Lo cierto es que se presta a tal enseñanza. Comencemos por dar unas notas sobre la propia experiencia de pasear por ella y decir que Roma confunde desde su propia delimitación; si uno está fuera o dentro de la ciudad, en el centro o en los arrabales, es algo a veces difícil de discernir. No hace falta andar por el Testaccio o por la via Appia Antica, basta con subir una noche al Capitolio y mirar desde allí el Foro, ese enorme espacio vacío de luz eléctrica que una vez estuvo ocupado por el suburbio del campo Vaccino y que hoy es el más ausente de los centros del mundo, tal como nos aseguraba Pratesi, “el corazón de la ciudad antigua es precisamente el lugar roto de Roma”[6]. La propia etimología de una palabra, foro, tanto vinculada al centro como al a-fuera, deja a la vista la paradoja de la Roma moderna. Ésta quizás proceda de su convivencia con la capital del Imperio y la ciudad Papal, las dos predecesoras con las que la Terza Roma se vería, por persistencia o arqueología, compartiendo el mismo territorio. La primera se extendía desde el Campidoglio, la segunda desde el Vaticano, la tercera lo intentó desde Piazza Colonna, allá donde se dispuso a finales del siglo XIX la sede del Gobierno de la joven nación italiana. Finalmente, Roma ha resultado ser, como ha dicho Quilici, “una capitale senza centro[7].

Pero esta mezcla y confusión encuentra en Roma también una curiosa dimensión temporal. Una superposición del actual aspecto de la ciudad y el plano de Nolli, de 1748, nos permitiría comprender el modo en que la Roma moderna decidió relacionarse con sus predecesoras, esto es creando precisamente una gran via Nazionale que comunicaba directamente la novísima estación ferroviaria con las excavaciones arqueológicas de los Foros imperiales. Así fue como la modernidad llegó a Roma mirando hacia atrás, y así se comprende aquello que dijo James Joyce, que esta Roma moderna le recordaba a “alguien que vive de exhibir a los viajeros el cadáver de su abuela”[8].

Al contrario de lo que cabría esperar, la modernidad ha mantenido una relación intensa con la muerte y su fascinación por las ruinas es prueba de ello, pues a la vista están las aglomeraciones que se dan en aquellos lugares que las poseen.

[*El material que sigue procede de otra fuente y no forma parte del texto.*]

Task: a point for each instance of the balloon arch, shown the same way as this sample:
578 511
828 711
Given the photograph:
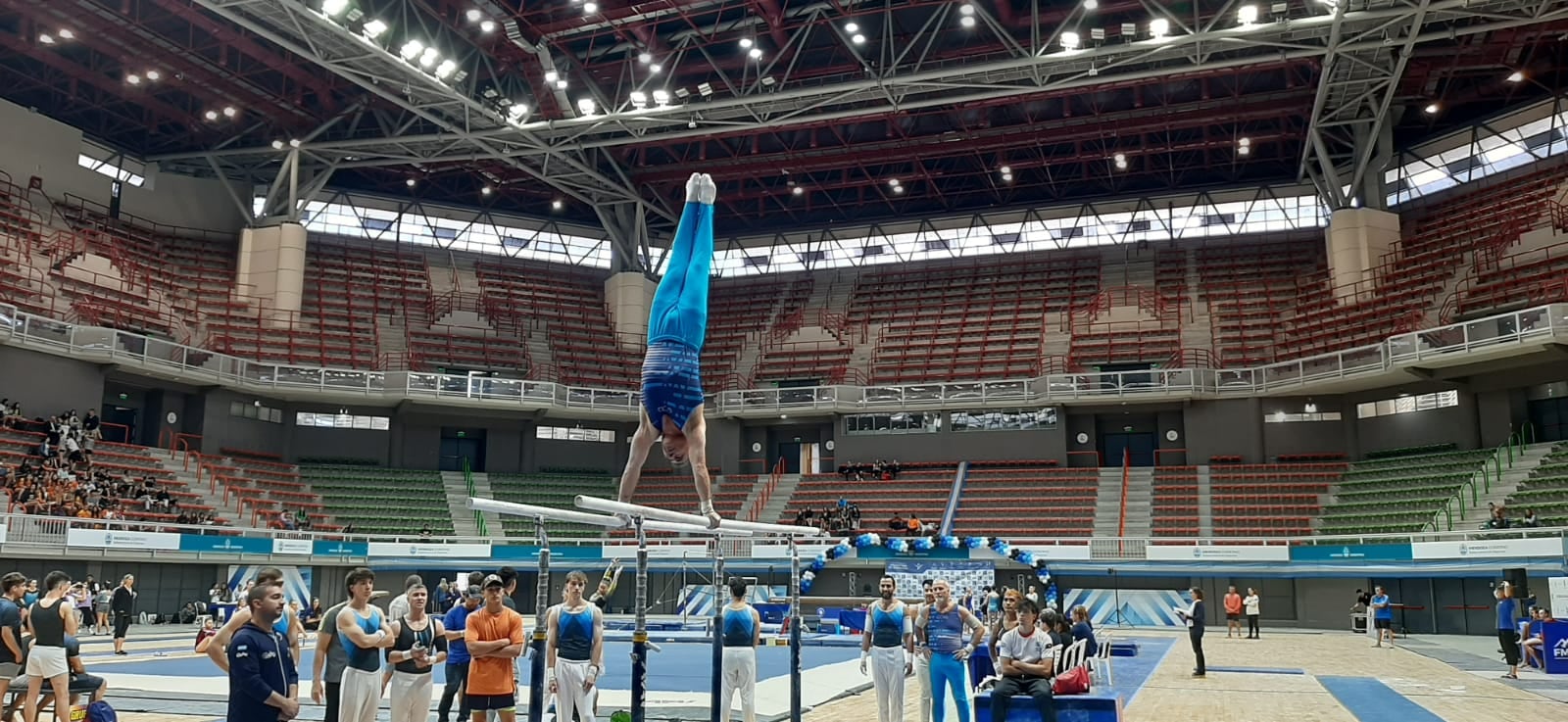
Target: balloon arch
901 546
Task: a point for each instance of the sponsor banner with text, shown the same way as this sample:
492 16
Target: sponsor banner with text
1489 549
122 539
1219 554
430 550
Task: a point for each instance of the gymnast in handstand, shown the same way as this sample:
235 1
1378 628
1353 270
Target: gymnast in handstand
671 370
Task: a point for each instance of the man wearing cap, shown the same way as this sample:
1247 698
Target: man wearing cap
494 641
457 624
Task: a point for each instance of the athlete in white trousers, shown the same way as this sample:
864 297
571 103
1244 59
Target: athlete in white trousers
890 648
420 644
574 651
742 633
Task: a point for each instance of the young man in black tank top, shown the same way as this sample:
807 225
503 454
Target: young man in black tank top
419 648
51 620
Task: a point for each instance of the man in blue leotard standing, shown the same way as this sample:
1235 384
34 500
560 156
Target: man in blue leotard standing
671 370
941 628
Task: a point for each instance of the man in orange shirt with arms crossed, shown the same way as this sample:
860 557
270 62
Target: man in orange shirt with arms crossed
494 640
1233 612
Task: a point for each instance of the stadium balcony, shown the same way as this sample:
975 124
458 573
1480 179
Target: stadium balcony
378 500
919 489
1175 502
449 347
556 491
1256 500
1027 502
1544 491
1397 492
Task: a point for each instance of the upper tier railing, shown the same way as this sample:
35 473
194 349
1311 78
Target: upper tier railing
1505 334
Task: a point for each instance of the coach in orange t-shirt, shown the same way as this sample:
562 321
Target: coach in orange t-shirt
494 640
1233 614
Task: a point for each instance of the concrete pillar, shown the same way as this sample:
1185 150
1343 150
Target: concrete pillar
271 269
1356 241
627 298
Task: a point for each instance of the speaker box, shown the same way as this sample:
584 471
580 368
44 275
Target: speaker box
1518 580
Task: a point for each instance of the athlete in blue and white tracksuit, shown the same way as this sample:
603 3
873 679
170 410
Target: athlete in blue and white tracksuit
671 370
943 627
890 648
742 632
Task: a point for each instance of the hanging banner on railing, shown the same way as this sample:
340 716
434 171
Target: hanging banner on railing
1489 549
430 550
1246 554
292 547
678 550
104 539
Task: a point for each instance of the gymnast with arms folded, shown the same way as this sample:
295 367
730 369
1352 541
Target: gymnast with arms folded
671 370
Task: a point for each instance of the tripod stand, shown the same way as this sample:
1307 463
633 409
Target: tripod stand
1117 617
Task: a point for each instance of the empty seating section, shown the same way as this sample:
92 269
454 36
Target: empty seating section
454 348
568 306
1269 500
1175 507
553 491
1026 503
1544 492
972 321
376 500
1249 288
916 491
1397 494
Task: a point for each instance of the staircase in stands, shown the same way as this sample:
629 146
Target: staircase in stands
1478 514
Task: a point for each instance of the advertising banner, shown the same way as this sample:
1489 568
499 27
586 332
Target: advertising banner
1215 554
122 539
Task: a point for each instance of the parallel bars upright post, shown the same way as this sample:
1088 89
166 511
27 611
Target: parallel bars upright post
537 691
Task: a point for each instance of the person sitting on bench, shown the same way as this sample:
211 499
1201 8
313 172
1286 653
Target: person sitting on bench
1027 664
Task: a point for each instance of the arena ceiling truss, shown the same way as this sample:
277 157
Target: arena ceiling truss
809 113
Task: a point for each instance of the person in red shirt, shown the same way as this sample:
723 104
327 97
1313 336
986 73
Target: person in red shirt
494 640
1233 614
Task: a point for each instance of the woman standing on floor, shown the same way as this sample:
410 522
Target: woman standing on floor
1194 616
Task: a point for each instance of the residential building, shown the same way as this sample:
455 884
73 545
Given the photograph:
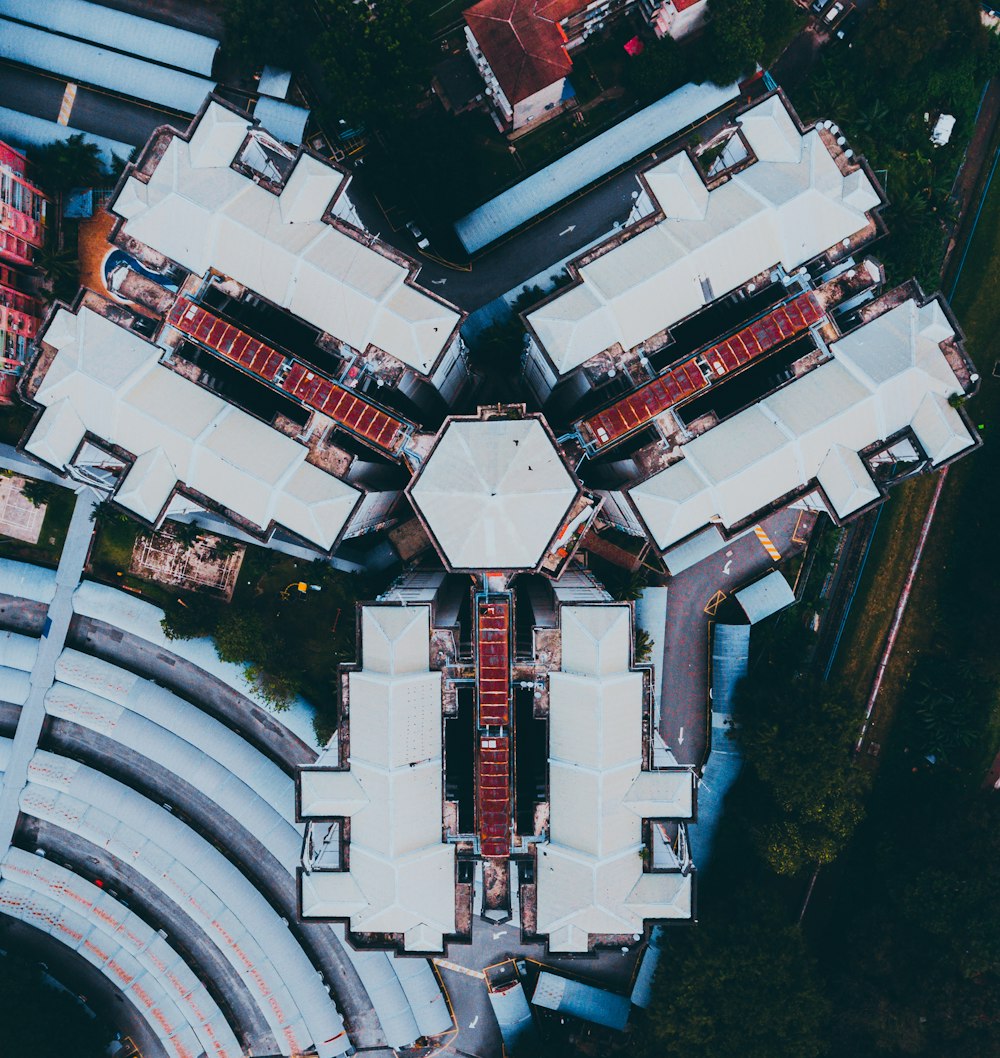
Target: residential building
22 210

La ruina cobra con la modernidad una cualidad magnética, de modo que no nos extrañará encontrar en un escritor como Dickens la afirmación de que el Coliseo en su estado original nunca podría haber causado tanta impresión como ruina del Coliseo[9]. La ruina cuenta entonces con un suplemento, algo añadido que no poseía al principio, algo que oscila entre la memoria y el olvido, y que, como subrayaba Dickens, fortalece de algún modo aunque visiblemente debilite. Roma, ya se sabe, es principal en este punto: “en pocas ciudades –escribía Carlos Reyero– se sufre de manera tan dramática como fascinante la conciencia del paso del tiempo, de la destrucción y de la resistencia a desaparecer”[10]. Entre la presencia y la ausencia tiene lugar esta ciudad que si vive de lo muerto con ello no hace sino insuflarle vida, aunque jamás se consiga sacar del coma a esa Roma soñada.

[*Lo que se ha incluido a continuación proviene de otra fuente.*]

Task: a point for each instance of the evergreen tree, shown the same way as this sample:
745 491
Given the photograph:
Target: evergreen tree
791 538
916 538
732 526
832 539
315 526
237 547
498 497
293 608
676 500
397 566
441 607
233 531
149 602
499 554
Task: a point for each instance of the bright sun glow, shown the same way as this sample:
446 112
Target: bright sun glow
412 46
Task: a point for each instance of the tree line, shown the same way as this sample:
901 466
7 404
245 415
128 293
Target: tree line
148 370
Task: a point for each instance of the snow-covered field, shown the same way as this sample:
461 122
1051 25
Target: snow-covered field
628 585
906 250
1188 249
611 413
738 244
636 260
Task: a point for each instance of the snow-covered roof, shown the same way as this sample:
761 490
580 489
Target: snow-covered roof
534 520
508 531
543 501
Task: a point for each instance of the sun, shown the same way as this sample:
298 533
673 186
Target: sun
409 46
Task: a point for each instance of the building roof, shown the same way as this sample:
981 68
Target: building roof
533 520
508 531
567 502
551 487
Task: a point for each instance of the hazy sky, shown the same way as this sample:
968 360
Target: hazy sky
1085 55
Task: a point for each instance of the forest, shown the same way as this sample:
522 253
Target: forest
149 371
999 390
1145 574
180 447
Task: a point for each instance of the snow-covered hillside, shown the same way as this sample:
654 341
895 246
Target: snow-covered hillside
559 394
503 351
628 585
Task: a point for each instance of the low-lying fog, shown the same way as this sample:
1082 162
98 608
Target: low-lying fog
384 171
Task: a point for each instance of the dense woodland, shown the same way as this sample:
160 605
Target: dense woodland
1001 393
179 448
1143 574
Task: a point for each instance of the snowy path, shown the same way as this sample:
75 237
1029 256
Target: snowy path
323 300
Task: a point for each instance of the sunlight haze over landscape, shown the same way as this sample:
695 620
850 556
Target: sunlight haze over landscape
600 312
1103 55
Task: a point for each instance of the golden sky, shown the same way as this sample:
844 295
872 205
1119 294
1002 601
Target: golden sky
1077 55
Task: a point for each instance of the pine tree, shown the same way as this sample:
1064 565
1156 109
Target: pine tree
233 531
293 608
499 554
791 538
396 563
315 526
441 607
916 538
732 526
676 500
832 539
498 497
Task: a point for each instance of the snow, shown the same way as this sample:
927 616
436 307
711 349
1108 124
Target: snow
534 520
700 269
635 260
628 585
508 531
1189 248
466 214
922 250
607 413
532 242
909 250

Estas delimitaciones vagas entre centro y fuera, entre lo pasado y lo presente, denotan un modo particular de cruzar las coordenadas tiempo/espacio que permea no sólo los planos sino toda la piedra de esta ciudad, ¿sería demasiado sugerir que forma parte de su atmósfera? Esta relación entre el tiempo y el espacio la impregna de forma sutil, ofreciéndose al tacto, al oído, al olfato, permitiéndonos sentir cómo el tiempo se ralentiza y acelera según la calle por la que caminamos. Si se quisiera reflexionar sobre los valores de la lentitud, Roma sería el punto de partida, como ha mostrado el Grupo Stalker/Osservatorio Nomade proponiendo aquí un itinerario de la lentezza[11].

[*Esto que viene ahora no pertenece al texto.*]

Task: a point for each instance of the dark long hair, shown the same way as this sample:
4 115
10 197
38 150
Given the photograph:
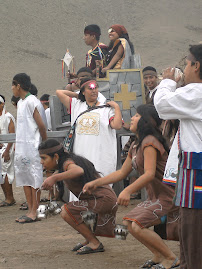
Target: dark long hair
89 170
126 36
149 124
82 88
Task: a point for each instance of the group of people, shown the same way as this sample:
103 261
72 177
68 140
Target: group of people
89 169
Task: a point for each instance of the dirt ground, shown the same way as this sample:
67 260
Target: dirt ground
47 243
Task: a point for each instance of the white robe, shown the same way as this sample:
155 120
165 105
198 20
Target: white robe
7 168
94 138
28 169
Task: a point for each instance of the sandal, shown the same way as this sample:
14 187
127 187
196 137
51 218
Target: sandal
148 264
88 250
173 265
26 219
77 247
4 203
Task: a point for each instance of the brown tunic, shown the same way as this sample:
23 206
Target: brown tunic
102 202
160 196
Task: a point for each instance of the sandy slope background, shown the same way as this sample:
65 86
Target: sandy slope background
35 34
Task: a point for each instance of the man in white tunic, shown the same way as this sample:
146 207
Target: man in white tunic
30 131
185 104
7 125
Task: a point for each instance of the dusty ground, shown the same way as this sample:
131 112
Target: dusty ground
46 244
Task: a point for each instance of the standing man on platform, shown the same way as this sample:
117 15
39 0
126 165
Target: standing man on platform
91 37
185 104
7 125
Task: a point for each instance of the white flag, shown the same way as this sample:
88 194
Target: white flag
67 58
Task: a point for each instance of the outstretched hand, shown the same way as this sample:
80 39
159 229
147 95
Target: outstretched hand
48 183
170 74
89 187
124 198
113 104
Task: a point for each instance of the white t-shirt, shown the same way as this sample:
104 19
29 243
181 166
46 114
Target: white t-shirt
7 168
28 169
185 104
94 138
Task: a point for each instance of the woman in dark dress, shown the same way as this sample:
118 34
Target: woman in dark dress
149 157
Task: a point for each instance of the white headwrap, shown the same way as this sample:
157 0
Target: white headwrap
2 120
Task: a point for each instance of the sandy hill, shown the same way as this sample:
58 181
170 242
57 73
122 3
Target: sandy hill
35 34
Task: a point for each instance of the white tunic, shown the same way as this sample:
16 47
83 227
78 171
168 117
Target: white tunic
7 167
185 104
28 170
94 138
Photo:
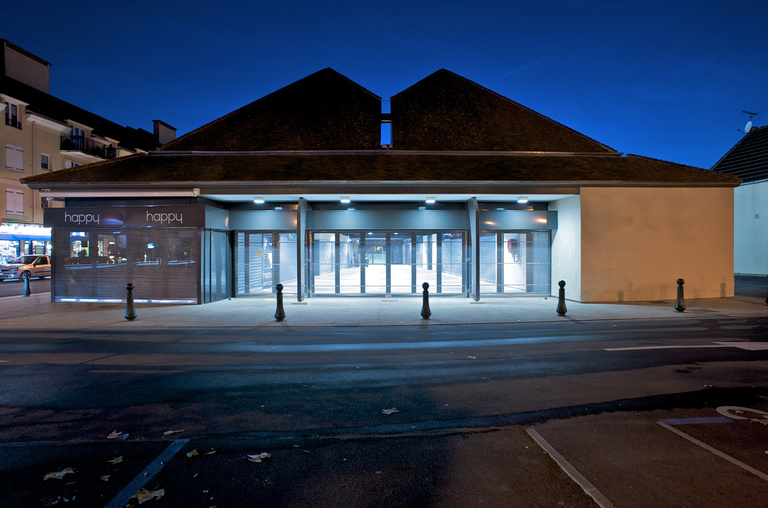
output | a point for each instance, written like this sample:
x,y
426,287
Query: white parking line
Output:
x,y
125,495
717,452
586,486
749,346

Quizás sea que Roma no sólo esconde bajo el pavimento los restos de una civilización sumergida sino que en su propia atmósfera guarda el secreto de un tempo que ya no es el nuestro y que sin embargo aquí nos envuelve. No por casualidad María Zambrano, sentada en el Café Greco escribía sobre el tiempo: “avanza en espiral; volviendo atrás, recogiendo, integrando. No corre en línea recta, ni en sentido único, irreversible. El tiempo es, en cierto modo, reversible”[12].

Si nos encontramos en Roma con un curioso laberinto donde uno se extravía con llamativa facilidad, hemos de saber que en todo extravío se da una confrontación que nos fuerza a trazar de nuevo las coordenadas. En esta pugna por la orientación que es la pérdida, se adquiere un estado de conciencia particular debido a la propia necesidad de ampliar nuestro registro espacial y reubicarnos[13]. En definitiva, perderse vale para el encuentro. Y acaso podríamos también aplicarle esto al tiempo …, desde luego Roma y en general todo el sur de Italia ha sabido posicionar en buen lugar la expresión “perder el tiempo” a través del dolce far niente.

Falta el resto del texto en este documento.